Anaíd contuvo la respiración. Surtía efecto. Marion se daba por aludida y respondía a la seducción. Ahora sentía un cosquilleo leve, de ahí el gesto de rascarse. Le seguiría un impulso, giraría la cabeza y la descubriría. Luego, recordaría su nombre, le sonreiría y la invitaría a su fiesta.

Todo sucedería tal y como el conjuro vaticinaba.

Anaíd esperó un minuto, dos, tres -que se le hicieron eternos- y luego… efectivamente Marion se giró y la descubrió. Pero no sonrió. Se rió. Se rió con ganas, como si estuviese viendo una película de risa o escuchando un chiste muy gracioso. Se rió de Anaíd en sus narices. Y dijo algo así como:

– Vaya, vaya, a la enana sabelotodo le han crecido las tetas y le han salido granos.

Anaíd se quedó muerta. Muerta es poco. La chanza de Marión y su cachondeo se oyeron hasta la torre de los vigías -eso le pareció a Anaíd- y fue coreada por todos los pelotas de la clase, por los cuervos del torreón y por los turistas que descendían el río en rafting. El mundo entero rué testigo de la AFRENTA DE MARIÓN.

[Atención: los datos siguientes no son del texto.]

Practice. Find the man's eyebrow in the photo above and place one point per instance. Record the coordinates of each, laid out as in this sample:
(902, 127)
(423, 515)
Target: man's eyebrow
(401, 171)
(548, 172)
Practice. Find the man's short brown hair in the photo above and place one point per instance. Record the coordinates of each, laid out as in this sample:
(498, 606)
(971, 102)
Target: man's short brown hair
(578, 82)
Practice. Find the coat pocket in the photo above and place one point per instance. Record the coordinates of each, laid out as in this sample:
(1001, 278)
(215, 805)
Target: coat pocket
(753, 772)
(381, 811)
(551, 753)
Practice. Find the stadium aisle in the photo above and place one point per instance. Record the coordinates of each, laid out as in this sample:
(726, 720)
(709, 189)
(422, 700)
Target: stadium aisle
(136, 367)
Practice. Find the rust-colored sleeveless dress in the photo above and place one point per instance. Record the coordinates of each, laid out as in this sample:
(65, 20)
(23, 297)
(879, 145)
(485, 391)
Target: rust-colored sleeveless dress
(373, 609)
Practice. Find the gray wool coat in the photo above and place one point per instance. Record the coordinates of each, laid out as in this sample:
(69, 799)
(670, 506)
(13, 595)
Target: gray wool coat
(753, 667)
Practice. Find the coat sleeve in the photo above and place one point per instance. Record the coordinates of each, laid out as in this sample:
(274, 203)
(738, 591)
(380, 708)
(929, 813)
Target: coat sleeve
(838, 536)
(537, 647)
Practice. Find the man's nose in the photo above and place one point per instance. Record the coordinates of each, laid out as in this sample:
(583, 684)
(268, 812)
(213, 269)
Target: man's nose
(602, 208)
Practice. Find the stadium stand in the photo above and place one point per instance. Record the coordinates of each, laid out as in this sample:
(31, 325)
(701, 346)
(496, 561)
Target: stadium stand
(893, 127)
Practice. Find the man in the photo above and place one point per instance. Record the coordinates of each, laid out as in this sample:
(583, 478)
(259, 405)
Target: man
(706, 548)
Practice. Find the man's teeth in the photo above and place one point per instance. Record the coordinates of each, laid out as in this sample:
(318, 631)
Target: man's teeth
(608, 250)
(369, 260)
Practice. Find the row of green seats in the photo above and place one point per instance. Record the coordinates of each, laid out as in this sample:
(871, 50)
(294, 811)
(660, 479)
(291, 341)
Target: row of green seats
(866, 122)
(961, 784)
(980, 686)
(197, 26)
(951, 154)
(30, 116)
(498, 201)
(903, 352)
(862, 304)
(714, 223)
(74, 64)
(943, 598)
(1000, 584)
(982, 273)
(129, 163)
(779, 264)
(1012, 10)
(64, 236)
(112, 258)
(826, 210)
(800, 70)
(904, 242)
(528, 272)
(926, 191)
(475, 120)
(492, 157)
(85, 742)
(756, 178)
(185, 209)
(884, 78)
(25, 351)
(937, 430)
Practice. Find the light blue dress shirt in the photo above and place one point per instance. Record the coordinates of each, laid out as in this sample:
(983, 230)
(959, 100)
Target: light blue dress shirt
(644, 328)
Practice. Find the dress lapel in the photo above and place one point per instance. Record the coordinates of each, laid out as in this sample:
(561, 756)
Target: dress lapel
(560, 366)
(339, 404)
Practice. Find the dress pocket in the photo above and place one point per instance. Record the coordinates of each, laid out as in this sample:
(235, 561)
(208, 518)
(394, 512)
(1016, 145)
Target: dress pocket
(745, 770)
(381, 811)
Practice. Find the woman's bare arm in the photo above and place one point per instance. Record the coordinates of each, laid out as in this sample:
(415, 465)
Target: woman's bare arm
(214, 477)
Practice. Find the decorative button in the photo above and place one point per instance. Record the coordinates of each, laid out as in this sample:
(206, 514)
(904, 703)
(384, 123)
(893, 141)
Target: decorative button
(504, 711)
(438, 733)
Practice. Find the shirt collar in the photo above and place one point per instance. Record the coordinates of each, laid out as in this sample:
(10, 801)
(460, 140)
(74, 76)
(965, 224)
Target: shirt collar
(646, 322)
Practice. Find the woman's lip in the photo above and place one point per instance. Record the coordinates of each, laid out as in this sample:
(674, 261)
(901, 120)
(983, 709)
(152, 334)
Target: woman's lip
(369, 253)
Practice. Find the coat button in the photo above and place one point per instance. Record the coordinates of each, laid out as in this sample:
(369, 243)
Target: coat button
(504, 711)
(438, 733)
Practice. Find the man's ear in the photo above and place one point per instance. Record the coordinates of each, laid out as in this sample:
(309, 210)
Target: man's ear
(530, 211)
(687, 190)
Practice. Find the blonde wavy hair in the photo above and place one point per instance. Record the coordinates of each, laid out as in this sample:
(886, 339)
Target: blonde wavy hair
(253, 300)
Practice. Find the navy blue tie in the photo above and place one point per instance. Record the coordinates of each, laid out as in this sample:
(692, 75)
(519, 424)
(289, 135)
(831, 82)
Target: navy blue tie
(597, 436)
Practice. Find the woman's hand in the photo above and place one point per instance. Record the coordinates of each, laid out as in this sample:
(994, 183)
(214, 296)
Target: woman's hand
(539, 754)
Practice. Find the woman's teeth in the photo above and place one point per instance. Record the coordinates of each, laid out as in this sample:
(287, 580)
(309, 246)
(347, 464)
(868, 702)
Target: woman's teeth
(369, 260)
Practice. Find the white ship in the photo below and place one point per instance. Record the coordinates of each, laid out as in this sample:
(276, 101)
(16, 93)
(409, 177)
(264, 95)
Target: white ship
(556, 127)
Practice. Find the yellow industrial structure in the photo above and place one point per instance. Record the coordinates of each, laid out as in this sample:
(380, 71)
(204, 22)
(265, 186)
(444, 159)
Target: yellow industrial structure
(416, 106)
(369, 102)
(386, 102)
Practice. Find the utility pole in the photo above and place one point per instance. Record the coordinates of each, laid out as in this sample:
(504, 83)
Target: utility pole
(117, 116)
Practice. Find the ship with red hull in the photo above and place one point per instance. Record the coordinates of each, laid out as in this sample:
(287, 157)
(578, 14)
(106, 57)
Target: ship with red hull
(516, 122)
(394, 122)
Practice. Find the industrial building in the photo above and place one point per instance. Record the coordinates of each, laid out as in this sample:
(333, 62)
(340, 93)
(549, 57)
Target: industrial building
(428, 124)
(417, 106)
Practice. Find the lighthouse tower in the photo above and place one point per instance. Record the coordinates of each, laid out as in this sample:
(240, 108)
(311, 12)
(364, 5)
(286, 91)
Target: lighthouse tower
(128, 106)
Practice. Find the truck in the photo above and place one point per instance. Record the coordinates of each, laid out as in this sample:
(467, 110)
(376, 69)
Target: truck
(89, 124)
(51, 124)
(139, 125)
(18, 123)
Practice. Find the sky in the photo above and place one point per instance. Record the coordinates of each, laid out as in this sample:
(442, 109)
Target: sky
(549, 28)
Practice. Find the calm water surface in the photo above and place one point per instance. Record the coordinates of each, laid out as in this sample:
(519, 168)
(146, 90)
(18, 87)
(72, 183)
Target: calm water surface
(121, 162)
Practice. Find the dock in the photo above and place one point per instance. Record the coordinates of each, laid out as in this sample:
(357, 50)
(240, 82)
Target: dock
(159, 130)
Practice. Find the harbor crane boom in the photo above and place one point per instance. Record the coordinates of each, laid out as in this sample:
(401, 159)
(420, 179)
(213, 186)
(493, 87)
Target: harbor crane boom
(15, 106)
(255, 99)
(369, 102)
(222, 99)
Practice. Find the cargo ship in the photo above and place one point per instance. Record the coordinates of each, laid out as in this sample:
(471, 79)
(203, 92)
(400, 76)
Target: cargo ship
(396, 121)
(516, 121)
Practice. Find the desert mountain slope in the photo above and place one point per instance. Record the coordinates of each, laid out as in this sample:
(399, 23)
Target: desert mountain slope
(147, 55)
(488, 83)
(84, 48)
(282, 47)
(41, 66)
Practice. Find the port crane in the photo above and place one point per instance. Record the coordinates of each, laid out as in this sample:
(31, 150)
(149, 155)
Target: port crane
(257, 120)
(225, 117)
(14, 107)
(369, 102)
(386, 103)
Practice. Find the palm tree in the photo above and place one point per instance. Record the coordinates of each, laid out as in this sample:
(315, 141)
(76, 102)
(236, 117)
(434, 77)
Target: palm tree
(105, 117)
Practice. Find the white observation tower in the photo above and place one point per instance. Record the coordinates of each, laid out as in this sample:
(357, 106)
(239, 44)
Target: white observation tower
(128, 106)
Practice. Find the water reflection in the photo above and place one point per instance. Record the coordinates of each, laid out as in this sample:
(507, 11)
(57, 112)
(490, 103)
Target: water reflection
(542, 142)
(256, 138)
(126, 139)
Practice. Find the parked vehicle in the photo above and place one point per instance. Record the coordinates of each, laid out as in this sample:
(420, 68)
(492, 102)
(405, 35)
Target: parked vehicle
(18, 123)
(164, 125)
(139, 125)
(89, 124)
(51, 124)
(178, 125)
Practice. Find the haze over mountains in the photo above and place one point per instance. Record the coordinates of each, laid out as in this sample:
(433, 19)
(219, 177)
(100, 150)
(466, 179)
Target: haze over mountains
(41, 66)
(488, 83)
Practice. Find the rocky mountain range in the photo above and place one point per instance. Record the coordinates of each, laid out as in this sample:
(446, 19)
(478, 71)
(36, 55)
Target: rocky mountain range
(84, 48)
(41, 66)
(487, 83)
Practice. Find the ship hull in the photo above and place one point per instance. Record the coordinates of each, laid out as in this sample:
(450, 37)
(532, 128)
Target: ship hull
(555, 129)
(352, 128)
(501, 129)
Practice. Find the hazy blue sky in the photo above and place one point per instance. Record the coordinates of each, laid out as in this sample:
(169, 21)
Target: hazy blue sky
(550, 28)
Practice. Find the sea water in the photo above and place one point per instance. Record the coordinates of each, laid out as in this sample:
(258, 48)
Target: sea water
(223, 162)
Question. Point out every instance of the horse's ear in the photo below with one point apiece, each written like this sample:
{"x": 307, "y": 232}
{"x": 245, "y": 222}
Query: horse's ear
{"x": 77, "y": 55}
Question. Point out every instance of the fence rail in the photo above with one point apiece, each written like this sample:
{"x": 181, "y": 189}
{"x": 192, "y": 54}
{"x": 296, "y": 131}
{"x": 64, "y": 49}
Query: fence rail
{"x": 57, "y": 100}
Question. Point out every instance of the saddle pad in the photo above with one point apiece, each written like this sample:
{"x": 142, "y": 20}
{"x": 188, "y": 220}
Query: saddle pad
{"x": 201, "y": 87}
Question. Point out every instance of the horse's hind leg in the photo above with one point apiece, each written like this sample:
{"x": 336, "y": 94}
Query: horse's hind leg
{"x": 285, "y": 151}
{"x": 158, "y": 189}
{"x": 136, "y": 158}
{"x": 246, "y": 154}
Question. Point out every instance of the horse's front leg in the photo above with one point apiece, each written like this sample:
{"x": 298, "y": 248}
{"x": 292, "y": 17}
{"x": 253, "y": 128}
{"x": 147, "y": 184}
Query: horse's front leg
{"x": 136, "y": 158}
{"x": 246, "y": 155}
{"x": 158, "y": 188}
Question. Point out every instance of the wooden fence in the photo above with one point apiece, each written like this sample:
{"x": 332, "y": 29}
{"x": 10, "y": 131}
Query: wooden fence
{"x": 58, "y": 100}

El primero en reírse, sin embargo, fue Roc, el hijo de Elena y el novio del momento de Marion. Eso Anaíd también lo oyó y se lo apuntó.

Anaíd aguantó el tipo como pudo hasta que, sin pedir permiso siquiera a Corbarán -total, no se enteraba-, salió de clase corriendo y se metió en el baño para llorar a gusto.

Y llorando, llorando y mirándose al espejo descubrió que, en efecto, le había salido un minúsculo grano en la nariz. Fue entonces cuando decidió vengarse. Peor de lo que estaba no podía quedar. Ni ella ni su prestigio ni su honor.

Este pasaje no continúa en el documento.